Way back in 1793, a publication named “The Stockton Bee” published some weird kind of puzzle with grids and words in them. Most crossword enthusiasts might debate that it was not exactly like the “crossword” that we know today, but that is one story that has always circled the origins of crossword puzzles.
So, where was the Crossword puzzle born?
Well, like most historical facts, there are a lot of theories that have arisen. The one which seems the most believable occurred in 1862. An illustrated magazine named “Our Young Folks” used the phrase “crossword puzzle” for the very first time. There were other variants of the same puzzle doing rounds in publications like St. Nicholas. In 1890, an Italian Publication also published a similar puzzle. It was a four by four grid with clues in both directions.
Of course, these puzzles looked nothing like the Modern-day crossword. Most of them were pretty naive compared to the ones we all are accustomed to playing today. Surprisingly, by the 19th century, the English had started publishing crosswords too. Most of them were in the format of a “word square” in their elementary form.
The most popular origin story traces back to December 21, 1913, when Arthur Wynne, resident of Liverpool published something known as a “word-cross” puzzle. The puzzle was very similar to the modern-day puzzle. Arthur Wynne has since been credited as the inventor of Crossword puzzles.
Arthur’s crossword was published in New York World, and it soon became a weekly feature thereafter. Newspapers like Pittsburgh Press and The Boston Globe also followed suit, and by the 1920s, crosswords had started making noise amongst the commoners. In 1922, popular cartoonist Clare Briggs created a comic strip titled “Movie of a Man Doing the Cross-Word Puzzle.” It received a lot of attention from the general public further emphasizing the fact that Crosswords had arrived in the real world.

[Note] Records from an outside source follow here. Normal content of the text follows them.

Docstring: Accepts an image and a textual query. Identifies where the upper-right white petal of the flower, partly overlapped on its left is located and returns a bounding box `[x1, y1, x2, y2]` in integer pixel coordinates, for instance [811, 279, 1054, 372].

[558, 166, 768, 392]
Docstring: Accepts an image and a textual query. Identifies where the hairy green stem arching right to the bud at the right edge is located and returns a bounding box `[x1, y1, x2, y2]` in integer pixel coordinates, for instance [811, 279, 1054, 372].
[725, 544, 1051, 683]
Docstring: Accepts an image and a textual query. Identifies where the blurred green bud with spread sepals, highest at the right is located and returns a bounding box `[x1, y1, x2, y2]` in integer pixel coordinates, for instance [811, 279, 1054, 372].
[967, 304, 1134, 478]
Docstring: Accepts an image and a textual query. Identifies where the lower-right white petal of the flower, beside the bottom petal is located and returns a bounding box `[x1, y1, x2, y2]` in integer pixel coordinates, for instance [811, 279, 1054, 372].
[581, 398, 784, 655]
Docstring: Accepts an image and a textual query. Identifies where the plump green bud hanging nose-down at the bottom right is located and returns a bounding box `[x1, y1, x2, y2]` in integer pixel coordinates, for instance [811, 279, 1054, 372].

People had started swarming libraries to solve crossword puzzles by now. The New York Public Library stated:
“The latest craze to strike libraries is the crossword puzzle. The puzzle ‘fans’ swarm to the dictionaries and encyclopedias to drive away readers and students who need these books in their daily work, can there be any doubt of the Library’s duty to protect its legitimate readers?”
Simon & Schuster, even though skeptical of releasing a book of crossword puzzles, printed a small run which was an instant hit. They even went on to form the Amateur Cross Word Puzzle League of America. It was the foundation stone for developing guidelines for puzzle design. The trending fad soon led to “crossword” being included in the Oxford English dictionary for the first time in 1933.
Soon, the second World War commenced and newspapers were exhausted reporting war stories. Editors were looking out for distractions, and the New York Times pounced upon the craze for crossword puzzles. They began publishing puzzles daily from February 1942. Simon & Schuster which had published the first-ever book of crossword puzzles continued its series, and their original series ended in 2007 after 258 volumes.
What was the reason for Crosswords gaining unparalleled popularity in just a few decades?
Perhaps, the common people got fascinated by the fact that they could verify their knowledge, vocabulary, and aptitude, or as some historians would say, “it was a fad that never died.” People who saw others solving a crossword interpreted that it was a benchmark of intelligence and they further contributed to the cruciverbalist movement.
In case you’re pondering over the meaning of “cruciverbalist,” we would like to let you know that you already are one.